I have a large monolithic application. My team has agreed that it's beneficial to break up this monolith into domain-specific services and embrace more of a service-oriented architecture. With our monolith, we have a huge RDBMS database. The team is split as to whether it's appropriate to carve out domain-specific tables into their own databases. Some folks are concerned about breaking referential integrity and the risk that that brings. However, others are OK with this risk.

Does anyone have experience with this problem and can share some advice? One of my goals is to facilitate the ability to scale horizontally (add more DB servers) as opposed to vertically (beefing up a single huge DB server). At some point in the future, I could envision that certain services may be better suited to a document DB aka NoSQL data store than an RDBMS, and certainly, traditional RDMBS-based integrity would be challenging there. (So approaches like storing the tables in a separate schemas on the same database probably won't be appropriate.)

Best Answer

That referential integrity is a concern at all suggests that there are implicit dependencies between the domains. One thing that I think people who have drunk the microservices kool-aid often misunderstand is that these kinds of dependencies and the issues related to them do not magically disappear once you break down the monolith. It's good that people are concerned and if you are committed to this path, you will want to make sure those concerns are addressed.

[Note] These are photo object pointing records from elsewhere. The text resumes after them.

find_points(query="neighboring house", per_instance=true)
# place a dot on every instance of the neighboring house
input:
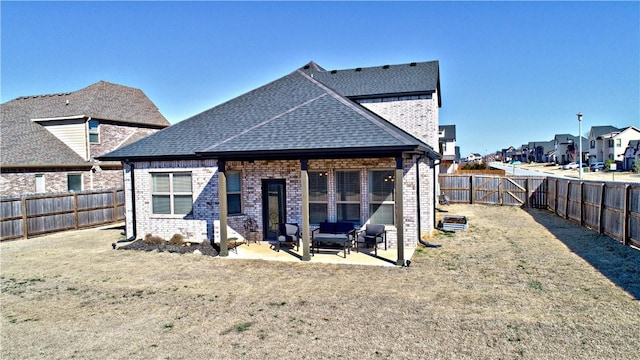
(473, 158)
(614, 144)
(596, 144)
(448, 149)
(352, 145)
(632, 155)
(508, 153)
(50, 142)
(567, 147)
(539, 151)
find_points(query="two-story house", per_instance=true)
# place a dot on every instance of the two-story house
(596, 143)
(567, 148)
(448, 149)
(614, 144)
(50, 142)
(632, 155)
(356, 145)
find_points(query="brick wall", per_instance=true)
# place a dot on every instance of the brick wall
(417, 117)
(204, 223)
(55, 180)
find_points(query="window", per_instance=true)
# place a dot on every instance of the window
(348, 196)
(40, 183)
(234, 193)
(171, 193)
(94, 132)
(318, 197)
(382, 197)
(74, 182)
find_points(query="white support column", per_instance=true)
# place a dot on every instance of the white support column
(222, 200)
(305, 210)
(399, 180)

If there is really tight coupling between two or more domains from a business perspective, you might want to consider whether they should really be separated into separate DBs. It might not be worth the trouble.

If you do need to maintain integrity between two entities, a couple things might help:

  1. Use surrogate keys always. There should be no reason to change meaningless keys and if your keys never change, you avoid huge swath of RI problems.
  2. Never delete keys and use 'soft' deletes instead. Only adding rows and never updating them is also helpful. At the very least you will know what things meant when they were linked.